Last mile delivery faces the important challenge of stabilizing the packages themselves, particularly when food is involved. It is one thing for a drone to carry a book or football, but when delivering a pizza, you want to make sure the toppings remain on the pizza. Terrestrial robots such as the Starship robot can handle food more easily, but even they need to keep the food in the container, and even a gita carrying a compact laptop can run into a pothole.

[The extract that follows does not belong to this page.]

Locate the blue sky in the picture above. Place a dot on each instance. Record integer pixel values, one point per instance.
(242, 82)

Last-minute delivery is not a science fiction concept; it is already here. Some of these companies are still in the pilot stage, but firms such as Flytrex are already serving almost half of Reykjavik, Iceland, and UPS has the U.S. Federal Aviation Administration’s approval to fly as many drones as it wants. Autonomous and semi-autonomous package delivery systems are not yet ubiquitous, but they will be. This ubiquity offers many opportunities to companies. Restaurants may want to consider either having their own drone fleets or renting someone else’s. Autonomous vehicle owners could rent out their vehicles to package delivery services while not using them. Companies need to be aware of regulation before making a large investment. For example, towns might start limiting how many sidewalk robots can be on sidewalks. Private citizens may also want to own drones to pick up their packages. This is a whole new world of opportunity.

Alexander Soley

About Alexander Soley

Alexander Soley is an Independent Consultant who specializes in strategy and analysis in technology innovation from a commercial and regulatory perspective. He has a special interest in autonomous and connected vehicles and how they will affect society. He has experience with enterprise storage, cloud-native applications, digital twins, and regulating the Internet of Health. He has a background in international relations and business and has experience with both start-ups and a Fortune 500 company.